The market immediately understood the significance. Globalstar shares jumped more than 10%, while Amazon also traded higher, reflecting investor belief that the deal could materially improve Amazon’s satellite ambitions. For Amazon, the acquisition brings operating satellites, infrastructure and globally authorized spectrum assets, all of which are highly valuable in a business where scale, speed and regulatory positioning matter enormously.
More importantly, the move shows that Amazon is no longer content to build slowly from the sidelines. It wants to become a serious player in a market where Starlink currently dominates and where direct-to-cell technology may become one of the next major growth areas.
The deal gives Amazon a faster route into direct-to-device
Globalstar offers Amazon something it needs badly: an established base in satellite communications. Under the agreement, Amazon would take over Globalstar’s existing operations, infrastructure and assets, while integrating the company’s current and future satellites alongside its own network.

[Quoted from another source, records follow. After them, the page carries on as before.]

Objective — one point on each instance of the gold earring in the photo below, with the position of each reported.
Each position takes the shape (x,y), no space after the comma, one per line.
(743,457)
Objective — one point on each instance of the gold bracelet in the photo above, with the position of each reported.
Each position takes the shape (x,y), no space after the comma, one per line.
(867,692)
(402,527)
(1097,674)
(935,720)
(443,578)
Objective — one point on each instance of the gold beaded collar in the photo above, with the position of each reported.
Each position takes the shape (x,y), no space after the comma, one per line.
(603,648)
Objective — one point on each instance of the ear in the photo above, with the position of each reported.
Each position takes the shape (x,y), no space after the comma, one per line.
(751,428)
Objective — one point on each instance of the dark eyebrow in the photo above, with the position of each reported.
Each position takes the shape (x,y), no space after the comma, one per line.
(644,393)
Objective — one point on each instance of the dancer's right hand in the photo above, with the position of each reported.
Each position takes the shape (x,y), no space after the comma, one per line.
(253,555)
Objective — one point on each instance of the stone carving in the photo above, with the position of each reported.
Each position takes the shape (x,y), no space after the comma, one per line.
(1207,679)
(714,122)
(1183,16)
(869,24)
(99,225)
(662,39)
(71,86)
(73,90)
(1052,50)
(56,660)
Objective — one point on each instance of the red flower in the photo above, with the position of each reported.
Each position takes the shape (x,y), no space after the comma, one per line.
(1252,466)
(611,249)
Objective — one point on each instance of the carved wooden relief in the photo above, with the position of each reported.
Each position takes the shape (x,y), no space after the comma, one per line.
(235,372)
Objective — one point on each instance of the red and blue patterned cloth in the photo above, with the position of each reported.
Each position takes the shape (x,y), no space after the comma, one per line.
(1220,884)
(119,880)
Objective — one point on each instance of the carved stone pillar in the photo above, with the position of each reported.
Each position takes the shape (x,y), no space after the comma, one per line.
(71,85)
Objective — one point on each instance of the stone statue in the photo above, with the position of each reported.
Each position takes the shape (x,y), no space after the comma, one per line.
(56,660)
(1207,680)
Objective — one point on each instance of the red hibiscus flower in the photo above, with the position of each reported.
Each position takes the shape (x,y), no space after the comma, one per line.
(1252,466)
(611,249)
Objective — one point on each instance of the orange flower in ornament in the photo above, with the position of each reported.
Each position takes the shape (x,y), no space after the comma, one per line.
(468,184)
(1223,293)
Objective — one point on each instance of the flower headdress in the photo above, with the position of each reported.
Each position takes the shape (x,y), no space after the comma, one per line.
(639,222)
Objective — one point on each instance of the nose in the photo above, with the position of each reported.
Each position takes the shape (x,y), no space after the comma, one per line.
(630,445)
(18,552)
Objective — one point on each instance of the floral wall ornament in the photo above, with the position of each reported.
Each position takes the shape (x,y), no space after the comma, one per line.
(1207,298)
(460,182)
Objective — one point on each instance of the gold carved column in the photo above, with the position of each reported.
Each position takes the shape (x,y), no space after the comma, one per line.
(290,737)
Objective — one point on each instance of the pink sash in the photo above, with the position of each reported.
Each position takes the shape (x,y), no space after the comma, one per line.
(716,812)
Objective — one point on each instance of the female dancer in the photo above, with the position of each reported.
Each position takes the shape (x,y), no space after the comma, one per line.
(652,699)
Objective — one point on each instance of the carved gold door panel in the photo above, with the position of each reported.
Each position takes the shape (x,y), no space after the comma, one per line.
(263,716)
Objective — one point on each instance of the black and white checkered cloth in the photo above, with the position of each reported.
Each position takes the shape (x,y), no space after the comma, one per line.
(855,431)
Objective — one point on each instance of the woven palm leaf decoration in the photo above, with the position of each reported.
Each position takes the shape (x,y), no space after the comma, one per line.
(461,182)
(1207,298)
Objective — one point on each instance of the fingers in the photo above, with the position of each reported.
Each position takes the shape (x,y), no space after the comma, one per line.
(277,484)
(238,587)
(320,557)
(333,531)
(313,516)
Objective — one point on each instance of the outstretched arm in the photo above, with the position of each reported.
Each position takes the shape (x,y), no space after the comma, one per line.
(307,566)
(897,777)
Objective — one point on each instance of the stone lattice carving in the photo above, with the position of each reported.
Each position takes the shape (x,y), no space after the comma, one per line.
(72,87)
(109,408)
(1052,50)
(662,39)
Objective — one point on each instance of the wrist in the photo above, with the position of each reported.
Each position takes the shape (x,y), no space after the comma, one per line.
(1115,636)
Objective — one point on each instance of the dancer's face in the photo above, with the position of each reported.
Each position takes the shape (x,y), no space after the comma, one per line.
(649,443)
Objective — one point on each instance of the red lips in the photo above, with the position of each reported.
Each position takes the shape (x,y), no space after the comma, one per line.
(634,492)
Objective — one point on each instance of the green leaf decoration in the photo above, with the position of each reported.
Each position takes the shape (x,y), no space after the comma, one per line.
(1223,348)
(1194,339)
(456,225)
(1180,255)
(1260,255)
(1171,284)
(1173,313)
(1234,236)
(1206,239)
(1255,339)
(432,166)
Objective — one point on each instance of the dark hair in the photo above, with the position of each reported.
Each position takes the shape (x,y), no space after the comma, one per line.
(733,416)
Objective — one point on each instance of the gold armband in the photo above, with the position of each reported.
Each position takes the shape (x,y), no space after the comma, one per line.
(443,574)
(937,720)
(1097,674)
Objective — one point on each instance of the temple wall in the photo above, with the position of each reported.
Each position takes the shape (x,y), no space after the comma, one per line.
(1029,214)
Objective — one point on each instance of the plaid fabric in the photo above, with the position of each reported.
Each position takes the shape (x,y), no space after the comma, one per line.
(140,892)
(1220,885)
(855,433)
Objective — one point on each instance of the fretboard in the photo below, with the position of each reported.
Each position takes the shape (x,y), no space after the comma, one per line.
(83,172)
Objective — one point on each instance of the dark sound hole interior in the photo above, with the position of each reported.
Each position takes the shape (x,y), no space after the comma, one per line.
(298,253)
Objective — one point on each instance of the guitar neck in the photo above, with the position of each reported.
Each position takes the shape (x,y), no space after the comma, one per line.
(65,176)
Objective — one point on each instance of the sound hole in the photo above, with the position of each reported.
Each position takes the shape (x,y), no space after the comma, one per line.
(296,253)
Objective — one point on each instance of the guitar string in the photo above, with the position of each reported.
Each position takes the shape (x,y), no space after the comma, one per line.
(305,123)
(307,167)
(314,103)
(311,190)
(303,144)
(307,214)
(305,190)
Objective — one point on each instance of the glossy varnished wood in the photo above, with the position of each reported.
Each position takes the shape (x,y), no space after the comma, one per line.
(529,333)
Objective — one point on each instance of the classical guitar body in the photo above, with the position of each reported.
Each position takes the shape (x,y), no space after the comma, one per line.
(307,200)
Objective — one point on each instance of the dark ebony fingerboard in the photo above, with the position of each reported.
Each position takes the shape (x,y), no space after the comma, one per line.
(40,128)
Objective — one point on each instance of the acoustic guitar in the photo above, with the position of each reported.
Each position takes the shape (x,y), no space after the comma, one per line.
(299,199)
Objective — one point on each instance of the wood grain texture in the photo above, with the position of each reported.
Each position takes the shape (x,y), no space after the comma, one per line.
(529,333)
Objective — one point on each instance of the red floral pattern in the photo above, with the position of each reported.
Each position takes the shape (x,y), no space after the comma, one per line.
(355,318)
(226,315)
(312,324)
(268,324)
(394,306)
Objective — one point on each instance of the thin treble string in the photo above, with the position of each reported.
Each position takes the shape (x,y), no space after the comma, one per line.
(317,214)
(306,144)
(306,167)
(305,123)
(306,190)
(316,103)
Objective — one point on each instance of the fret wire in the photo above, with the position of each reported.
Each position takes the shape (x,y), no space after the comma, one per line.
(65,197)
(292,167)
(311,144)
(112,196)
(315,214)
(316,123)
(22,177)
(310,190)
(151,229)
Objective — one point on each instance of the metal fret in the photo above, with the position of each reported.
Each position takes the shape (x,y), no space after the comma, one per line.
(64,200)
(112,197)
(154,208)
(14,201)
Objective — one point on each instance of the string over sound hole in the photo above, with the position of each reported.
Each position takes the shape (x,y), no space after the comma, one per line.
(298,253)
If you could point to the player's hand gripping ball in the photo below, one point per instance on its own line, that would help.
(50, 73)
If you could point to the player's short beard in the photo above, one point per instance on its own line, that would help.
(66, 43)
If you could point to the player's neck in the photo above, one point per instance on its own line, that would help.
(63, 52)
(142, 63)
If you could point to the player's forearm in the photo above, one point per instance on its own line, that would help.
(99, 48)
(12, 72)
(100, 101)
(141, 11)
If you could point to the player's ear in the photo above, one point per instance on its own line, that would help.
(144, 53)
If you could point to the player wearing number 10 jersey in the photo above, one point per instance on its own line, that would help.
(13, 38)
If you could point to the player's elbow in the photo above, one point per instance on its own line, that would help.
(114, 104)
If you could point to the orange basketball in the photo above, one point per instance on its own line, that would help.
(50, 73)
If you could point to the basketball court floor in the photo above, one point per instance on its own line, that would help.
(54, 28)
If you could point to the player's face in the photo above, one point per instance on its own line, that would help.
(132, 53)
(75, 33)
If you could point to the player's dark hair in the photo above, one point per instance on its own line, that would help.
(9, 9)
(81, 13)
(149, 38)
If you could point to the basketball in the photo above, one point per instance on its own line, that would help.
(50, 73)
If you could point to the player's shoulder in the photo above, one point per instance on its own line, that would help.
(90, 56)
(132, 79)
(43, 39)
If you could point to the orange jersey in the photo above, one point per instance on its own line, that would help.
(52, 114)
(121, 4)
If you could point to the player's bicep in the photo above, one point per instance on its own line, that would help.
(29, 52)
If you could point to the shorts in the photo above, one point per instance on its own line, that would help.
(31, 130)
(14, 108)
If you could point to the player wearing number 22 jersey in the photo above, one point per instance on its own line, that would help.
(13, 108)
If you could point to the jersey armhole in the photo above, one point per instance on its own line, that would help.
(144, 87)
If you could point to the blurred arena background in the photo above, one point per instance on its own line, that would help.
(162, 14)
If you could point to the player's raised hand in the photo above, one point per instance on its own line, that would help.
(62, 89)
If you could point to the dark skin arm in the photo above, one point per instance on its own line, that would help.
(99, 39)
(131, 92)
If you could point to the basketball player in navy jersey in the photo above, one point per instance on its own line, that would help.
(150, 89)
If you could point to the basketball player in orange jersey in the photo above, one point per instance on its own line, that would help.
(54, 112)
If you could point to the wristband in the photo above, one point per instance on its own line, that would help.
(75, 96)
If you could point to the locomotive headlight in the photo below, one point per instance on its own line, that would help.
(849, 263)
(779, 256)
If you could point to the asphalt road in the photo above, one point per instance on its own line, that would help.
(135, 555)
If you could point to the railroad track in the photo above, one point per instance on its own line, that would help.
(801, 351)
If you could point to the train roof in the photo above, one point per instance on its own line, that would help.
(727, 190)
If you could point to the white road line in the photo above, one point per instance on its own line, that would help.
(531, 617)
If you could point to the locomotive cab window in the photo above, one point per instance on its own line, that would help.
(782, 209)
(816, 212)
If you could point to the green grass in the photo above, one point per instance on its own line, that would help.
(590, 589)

That is especially important because Amazon says the acquisition will help it build its own direct-to-device satellite system, with deployment expected to begin in 2028. This moves Amazon beyond the narrower idea of satellite broadband and closer to a more competitive position in mobile-style connectivity from space.
Instead of relying only on its slower, internally built expansion, Amazon is effectively buying itself a shortcut into a more advanced part of the market.
Apple makes the transaction even more significant
The strategic value of the deal rises further because it comes alongside a separate agreement with Apple. Amazon said it will work with Apple to support satellite connectivity for current and future features on the iPhone and Apple Watch.
That gives the acquisition a broader significance than a normal infrastructure deal. Globalstar already has a role in Apple’s satellite ecosystem, powering Emergency SOS features in remote areas. Apple’s earlier investment in Globalstar showed that the company saw long-term value in that network. Amazon is now stepping into that relationship and potentially tying its own satellite future to one of the world’s most important consumer hardware platforms.
In practical terms, that means Amazon is not just buying capacity. It is also buying relevance in the wider consumer device economy.
Amazon is still playing catch-up to Starlink
Despite the scale of the move, Amazon remains well behind SpaceX in satellite deployment. Its business, recently rebranded as Leo from Project Kuiper, has launched just over 240 satellites since last year. That is meaningful progress, but it is tiny compared with Starlink’s presence in orbit.
SpaceX’s network already dominates the internet-from-space market, with more than 10,000 satellites and over 9 million users. It is also building out its own direct-to-device business, which means Amazon is not entering an empty field. It is stepping into a market where a powerful rival has already secured a major lead.
This is what makes the Globalstar acquisition so urgent from Amazon’s perspective. It is not expanding from strength. It is accelerating because it has no choice if it wants to remain relevant in the next phase of the space connectivity race.
Regulation will shape the next phase
The Federal Communications Commission will have to review the transaction, and that process will matter. FCC chairman Brendan Carr has indicated a broadly open posture toward the deal and suggested that it could help create a stronger challenger to SpaceX in direct-to-cell services.
That matters because the satellite industry is now inseparable from regulation. Companies are competing not just on technology and capital, but on approvals, orbital rights and spectrum access. Both Amazon and SpaceX are seeking permission to expand their constellations significantly, and the FCC is moving quickly as it tries to support U.S. leadership in the sector.
In that context, Amazon’s acquisition of Globalstar is more than a business combination. It is also a bid to strengthen its position in the regulatory and strategic contest over who will shape the next generation of space-based communications.
This is a bet on the next communications platform
At its core, the deal reflects a bigger belief: satellite connectivity is evolving from a niche service into a foundational layer of future communications. Broadband, emergency features, wearable devices and direct-to-cell services are starting to converge, and the companies that control those networks could gain powerful positions in both consumer and enterprise markets.
Amazon clearly does not want to leave that future to SpaceX. Buying Globalstar gives it more assets, more spectrum and more credibility in a market where it had been trailing. It does not erase Starlink’s lead, and it does not solve all of Amazon’s deployment challenges. But it does make Amazon a much more serious contender than it was before.
The race in orbit is no longer just about launching satellites. It is about controlling the infrastructure of the next communications era, and Amazon has just made one of its biggest bets yet that it intends to be part of it.